An alternative (and simpler) formula is just to realize that you have $v$ variables, and in each term a given variable is either included or it is not. This gives us
$$2^v$$
terms. However, once we add polynomials, the calculation is no longer as simple as in-or-out!

Polynomial term count

Next let’s consider the number of terms in a polynomial model with no interaction terms.

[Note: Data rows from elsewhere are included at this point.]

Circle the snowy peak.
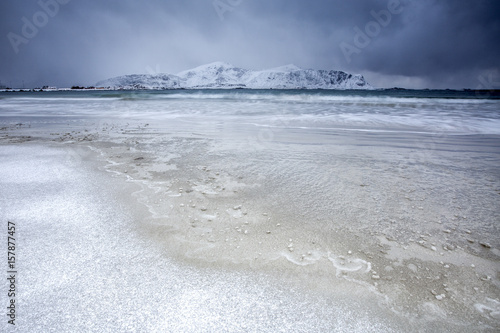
[177,62,247,88]
[266,64,302,72]
[96,62,373,89]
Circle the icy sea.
[0,89,500,332]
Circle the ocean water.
[0,90,500,332]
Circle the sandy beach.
[0,89,500,332]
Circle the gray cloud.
[0,0,500,88]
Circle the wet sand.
[1,114,500,332]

This is just $v$ variables, times $d$ the polynomial degree, choosen 0 and 1 variable at a time, one degree at a time.
$$\sum\limits_{i=0}^1{v \choose i}{d \choose 1}^i$$

  • Two variables, polynomial degree 2
    $$\begin{aligned}
    \sum\limits_{i=0}^1{v \choose i}{2 \choose 1}^i&={2 \choose 0}{2 \choose 1}^0 + {2 \choose 1}{2 \choose 1}^1\&=5
    \end{aligned}$$

    • (in R) sum(choose(2,0:1)*choose(2,1)^(0:1)) = 5

Factorial combinations of polynomial terms

Now we combine our previous notions.
$$\sum\limits_{i=0}^v{v \choose i}{d \choose 1}^i$$

  • Two variables, polynomial degree 2
    $$\begin{aligned}
    \sum\limits_{i=0}^2{2 \choose i}{2 \choose 1}^i
    &={2 \choose 0}{2 \choose 1}^0 +
    {2 \choose 1}{2 \choose 1}^1 +
    {2 \choose 2}{2 \choose 1}^2 \
    &=1 + 4 + 4 \
    &=9
    \end{aligned}$$

    • 0th order:

      choose(2,0)*choose(2,0)^0 =1

    • 1st order:

      choose(2,1)*choose(2,1)^1 =4

    • 2nd order:

      choose(2,2)*choose(2,1)^2 =4

      • both 1 degree: 1
      • 1 first degree, 1 squared: 2
      • both squared: 1

      total = 4

    grand total = 9

  • Two variables, polynomial degree 3
    $$\sum\limits_{i=0}^2{2 \choose i}{3 \choose 1}^i$$

    • 0th order: ${2 \choose 0}\times{3 \choose 1}^0$ =1
    • 1st order: ${2 \choose 1}\times{3 \choose 1}^1$ =6
    • 2nd order: ${2 \choose 2}\times{3 \choose 1}^2$ =9
      • both degree 1: 1
      • one degree 1, one squared: 2
      • one degree 1, one cubed: 2
      • both degree 2: 1
      • one degree 2, one degree 3: 2
      • both degree 3: 1

      total = 9

    grand total = 16

    sum(choose(2,0:2)*choose(3,1)^(0:2)) =16

Back to the original question …

Our initial example was to count the terms in a full factorial model with three variables of polynomial degree 2.
$$\sum\limits_{i=0}^v{v \choose i}{d \choose 1}^i$$
Here $v=3$ and $d=2$, so we have
$$\sum\limits_{i=0}^3{3 \choose i}{2 \choose 1}^i$$
Which gives us
sum(choose(3,0:3)*choose(2,1)^(0:3)) =27 terms.